INTRODUCTION

• The rocks formed from sediments are called as ‘Sedimentary rocks’.
• The total amount of sedimentary rocks that exist in upper 16 km of earth’s crust is estimated to be only about 5%.
• These rocks are found chiefly as an extensive cover over continents.
• In sedimentary petrology, study of sedimentary / secondary rocks with reference to mineral and chemical composition,

megascopic and microscopic properties, genesis is carried out. The rocks formed by the deposition of products of rocks weathering i.e. sediments are called as sedimentary rocks. Sedimentary rocks include rocks formed by accumulation of chemically precipitated or organically derived materials. Sedimentary rocks occur in layer and frequently contain fossils.

Rock Weathering :

• Weathering is defined as the total effect of various subaerial processes that bring about decay and disintegration of rocks exposed on the surface of the earth. Weathering is related to the surface of the lithosphere where rocks, air and water come together.
• Denudation is the wearing down of rocks of the earth’s crust. This is accomplished in three stages. In the first stage the long and continuous exposure of rocks to weather elements (temperature, pressure and moisture) lead to their disintegration and decomposition.
• In the second stage, the products of disintegration and decomposition are removed by agents of transportation such as flowing rivers, wind, gravity, solution and moving ice.
• The third stage involves the deposition of the transported weathered products in a depression or basin, which later form sedimentary rocks.

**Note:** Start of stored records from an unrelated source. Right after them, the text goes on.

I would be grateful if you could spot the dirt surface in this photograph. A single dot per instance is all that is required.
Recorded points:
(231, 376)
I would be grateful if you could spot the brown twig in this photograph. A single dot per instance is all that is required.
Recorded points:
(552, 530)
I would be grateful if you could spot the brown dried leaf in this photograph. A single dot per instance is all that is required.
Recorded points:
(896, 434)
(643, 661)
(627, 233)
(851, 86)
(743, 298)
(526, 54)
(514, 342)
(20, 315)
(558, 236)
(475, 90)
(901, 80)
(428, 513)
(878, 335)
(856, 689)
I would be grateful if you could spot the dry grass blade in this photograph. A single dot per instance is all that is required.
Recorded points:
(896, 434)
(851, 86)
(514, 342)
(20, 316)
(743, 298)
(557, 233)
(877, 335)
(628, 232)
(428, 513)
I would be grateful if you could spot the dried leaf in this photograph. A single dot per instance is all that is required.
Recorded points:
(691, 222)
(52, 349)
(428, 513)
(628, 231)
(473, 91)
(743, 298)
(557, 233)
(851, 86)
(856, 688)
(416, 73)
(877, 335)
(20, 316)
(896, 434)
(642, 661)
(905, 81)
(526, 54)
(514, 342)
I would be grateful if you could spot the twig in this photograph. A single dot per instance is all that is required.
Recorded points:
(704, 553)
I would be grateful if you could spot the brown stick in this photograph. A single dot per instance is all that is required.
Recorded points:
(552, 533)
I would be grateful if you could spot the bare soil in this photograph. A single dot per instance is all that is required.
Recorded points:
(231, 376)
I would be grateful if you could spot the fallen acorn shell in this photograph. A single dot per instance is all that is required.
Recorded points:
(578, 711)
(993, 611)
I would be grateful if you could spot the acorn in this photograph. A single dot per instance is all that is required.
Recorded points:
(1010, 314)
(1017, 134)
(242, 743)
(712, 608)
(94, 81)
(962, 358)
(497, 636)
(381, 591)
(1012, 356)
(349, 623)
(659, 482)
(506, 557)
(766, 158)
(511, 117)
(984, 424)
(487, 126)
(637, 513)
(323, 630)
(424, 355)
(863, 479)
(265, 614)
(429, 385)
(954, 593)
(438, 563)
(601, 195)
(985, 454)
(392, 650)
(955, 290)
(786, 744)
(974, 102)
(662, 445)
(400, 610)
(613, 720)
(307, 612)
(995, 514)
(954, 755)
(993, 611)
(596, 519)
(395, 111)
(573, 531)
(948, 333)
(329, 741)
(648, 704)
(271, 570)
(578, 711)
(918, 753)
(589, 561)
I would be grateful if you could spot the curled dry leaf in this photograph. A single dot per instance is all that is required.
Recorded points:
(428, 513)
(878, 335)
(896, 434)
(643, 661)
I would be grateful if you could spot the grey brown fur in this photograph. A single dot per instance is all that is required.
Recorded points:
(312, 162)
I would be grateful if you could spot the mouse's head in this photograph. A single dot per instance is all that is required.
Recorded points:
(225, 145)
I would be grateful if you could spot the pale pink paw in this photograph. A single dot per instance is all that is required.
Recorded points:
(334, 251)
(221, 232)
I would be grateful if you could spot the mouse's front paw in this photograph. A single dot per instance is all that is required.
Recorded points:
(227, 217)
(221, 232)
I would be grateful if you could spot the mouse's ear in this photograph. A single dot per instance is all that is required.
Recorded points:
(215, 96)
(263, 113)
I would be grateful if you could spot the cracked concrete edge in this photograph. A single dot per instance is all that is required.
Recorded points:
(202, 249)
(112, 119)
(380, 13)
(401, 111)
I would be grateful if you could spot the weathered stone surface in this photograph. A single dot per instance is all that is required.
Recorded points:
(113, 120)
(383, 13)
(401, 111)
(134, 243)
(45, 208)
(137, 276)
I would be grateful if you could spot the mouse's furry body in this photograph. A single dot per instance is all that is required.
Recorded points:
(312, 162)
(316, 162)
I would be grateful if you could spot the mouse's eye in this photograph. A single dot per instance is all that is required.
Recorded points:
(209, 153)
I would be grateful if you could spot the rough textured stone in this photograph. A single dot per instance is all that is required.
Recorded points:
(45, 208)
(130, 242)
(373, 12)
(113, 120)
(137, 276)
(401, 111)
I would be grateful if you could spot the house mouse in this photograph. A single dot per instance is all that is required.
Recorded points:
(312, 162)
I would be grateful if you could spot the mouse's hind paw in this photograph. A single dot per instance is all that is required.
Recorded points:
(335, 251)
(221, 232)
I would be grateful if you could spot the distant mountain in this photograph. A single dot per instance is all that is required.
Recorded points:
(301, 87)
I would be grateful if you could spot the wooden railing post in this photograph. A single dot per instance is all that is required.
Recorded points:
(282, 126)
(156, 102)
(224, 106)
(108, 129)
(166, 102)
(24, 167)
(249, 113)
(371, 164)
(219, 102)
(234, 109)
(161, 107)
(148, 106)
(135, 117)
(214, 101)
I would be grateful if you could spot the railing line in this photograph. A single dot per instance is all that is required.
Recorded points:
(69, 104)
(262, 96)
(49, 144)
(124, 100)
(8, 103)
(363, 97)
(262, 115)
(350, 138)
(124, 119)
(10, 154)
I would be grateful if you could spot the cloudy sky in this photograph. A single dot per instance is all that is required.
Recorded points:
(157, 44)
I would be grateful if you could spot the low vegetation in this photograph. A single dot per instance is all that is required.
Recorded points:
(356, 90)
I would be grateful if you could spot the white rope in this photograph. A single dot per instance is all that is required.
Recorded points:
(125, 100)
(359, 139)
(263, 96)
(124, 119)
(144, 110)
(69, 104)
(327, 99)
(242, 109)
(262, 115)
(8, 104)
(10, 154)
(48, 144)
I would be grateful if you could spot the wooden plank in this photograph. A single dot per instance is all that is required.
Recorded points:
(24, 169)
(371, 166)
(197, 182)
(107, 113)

The geological work accomplished by weathering is of two types.

• Physical Weathering.
• Chemical Weathering.

Physical Weathering : Physical or mechanical weathering which leads the rock to disintegrate by the action of temperatures changes, frost action, and work of organisms. Disintegration : It is the mechanical breaking up of rocks. It aids decomposition which is the chemical alteration of rock materials. Sometimes the chemical changes become entirely responsible for the mechanical break down of the rocks.

The following factors contribute to disintegration:

• Frost action - Extreme diurnal or seasonal changes leads to alternate heating and cooling in exposed rocks. This leads to development of cracks resulting from continuous expansion and contraction through length of time. The water on entering these cracks, crevices, joints, bedding planes and fissures, freeze and thaw alternately. At high altitudes the temperature rises above 55 degrees Celsius and falls below freezing point at night. This leads to rock fracturing in areas without snow cover. The fractured angular blocks get dislodged and move downslope and accumulate at lower levels forming Scree. They are not permanent as they are removed by landslides, glacier transport and avalanches.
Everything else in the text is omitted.